A Bayesian Theory of Mind Approach to Nonverbal Communication for Human-Robot Interactions
Associate Professor of Media Arts and Sciences, Massachusetts Institute of Technology
Professor of Psychology, Northeastern University
Professor of Computer Science, University of Southern California
Much of human social communication is channeled through our facial expressions, body language, gazing, and many other nonverbal behaviors. A robot's ability to express and recognize the emotional states of people through these nonverbal channels is at the core of artificial social intelligence. The purpose of this thesis is to define a computational framework to nonverbal communication for human-robot interaction. We address both sides to nonverbal communication, i.e. the decoding and encoding of social-emotional states through nonverbal behaviors, and also demonstrate their shared underlying representations.
We ground our computational framework in storytelling interactions. Storytelling is an interaction form that is mutually regulated between speakers and listeners where a key dynamic is the back-and-forth process of speaker cues and listener responses. Listeners convey attentiveness and engagement through listener responses, also called backchannel feedback, while storytellers use speaker cues, also called backchannel-inviting cues, to elicit those feedback responses.
We demonstrate that storytellers' employ plans, albeit short, to influence and infer the attentive state of listeners using these speaker cues. We computationally model the intentional inference of storytellers as a POMDP planning problem of getting listeners to pay attention while also inferring their hidden state. We demonstrate the increased gains in inference accuracy when accounting for this intentional context compared to alternative state estimators that consider the intrapersonal or interpersonal context.

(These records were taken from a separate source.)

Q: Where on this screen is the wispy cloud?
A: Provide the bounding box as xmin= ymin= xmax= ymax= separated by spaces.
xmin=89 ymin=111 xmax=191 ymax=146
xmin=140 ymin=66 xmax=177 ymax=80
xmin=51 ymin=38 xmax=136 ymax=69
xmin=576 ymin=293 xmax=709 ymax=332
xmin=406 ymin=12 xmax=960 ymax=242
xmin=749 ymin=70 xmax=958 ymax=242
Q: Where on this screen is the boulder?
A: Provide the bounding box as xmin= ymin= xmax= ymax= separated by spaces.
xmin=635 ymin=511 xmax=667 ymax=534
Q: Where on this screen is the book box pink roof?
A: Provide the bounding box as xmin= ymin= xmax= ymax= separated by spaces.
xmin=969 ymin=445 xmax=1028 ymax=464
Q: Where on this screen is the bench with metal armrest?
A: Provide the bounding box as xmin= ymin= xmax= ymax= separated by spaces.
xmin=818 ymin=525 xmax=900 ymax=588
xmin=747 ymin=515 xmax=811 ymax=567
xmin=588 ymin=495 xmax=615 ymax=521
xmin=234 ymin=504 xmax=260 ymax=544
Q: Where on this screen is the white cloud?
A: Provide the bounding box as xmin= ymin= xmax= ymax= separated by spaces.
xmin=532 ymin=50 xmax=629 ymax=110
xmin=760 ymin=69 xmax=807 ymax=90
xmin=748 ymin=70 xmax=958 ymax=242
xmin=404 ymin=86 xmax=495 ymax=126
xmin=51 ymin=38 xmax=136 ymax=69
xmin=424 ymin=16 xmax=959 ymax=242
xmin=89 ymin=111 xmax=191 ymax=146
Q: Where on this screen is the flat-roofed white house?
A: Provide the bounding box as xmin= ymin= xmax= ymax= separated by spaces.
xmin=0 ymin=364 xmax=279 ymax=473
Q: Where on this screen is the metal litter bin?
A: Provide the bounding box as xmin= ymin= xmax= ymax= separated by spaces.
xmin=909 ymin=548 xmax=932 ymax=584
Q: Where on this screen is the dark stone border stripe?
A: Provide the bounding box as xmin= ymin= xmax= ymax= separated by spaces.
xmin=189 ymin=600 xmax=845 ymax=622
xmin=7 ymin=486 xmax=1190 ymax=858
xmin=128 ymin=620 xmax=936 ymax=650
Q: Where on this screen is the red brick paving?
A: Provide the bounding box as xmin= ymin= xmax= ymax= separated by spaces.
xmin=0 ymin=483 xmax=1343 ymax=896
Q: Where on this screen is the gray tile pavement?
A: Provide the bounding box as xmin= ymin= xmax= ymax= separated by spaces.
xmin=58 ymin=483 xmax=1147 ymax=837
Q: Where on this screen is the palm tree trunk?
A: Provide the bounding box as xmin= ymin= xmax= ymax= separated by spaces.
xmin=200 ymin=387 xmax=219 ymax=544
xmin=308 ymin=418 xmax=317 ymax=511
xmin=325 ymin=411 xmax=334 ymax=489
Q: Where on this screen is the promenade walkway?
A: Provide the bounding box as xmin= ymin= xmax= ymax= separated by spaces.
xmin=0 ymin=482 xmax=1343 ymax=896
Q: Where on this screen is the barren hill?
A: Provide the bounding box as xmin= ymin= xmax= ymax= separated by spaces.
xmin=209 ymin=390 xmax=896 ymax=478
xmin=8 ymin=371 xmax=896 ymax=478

By formulating emotion recognition as a planning problem, we apply recent probabilistic AI methods to inverting models of planning to perform belief inference. We computationally model emotion expression as a combined process of estimating others' beliefs through inference inversion and then producing nonverbal expressions to affect those beliefs. This enables a listening robot to communicate an attentive state by first tracking the storyteller's beliefs about the agent from their employment of speaker cues. Then by producing appropriate listener responses, the agent can manipulate those beliefs toward a desired perception of an attentive listener. We demonstrate that a robotic agent operating under this paradigm more effectively communicates an attentive state compared to current approaches that cannot dynamically capture how its behavioral expressions are interpreted by their human partners.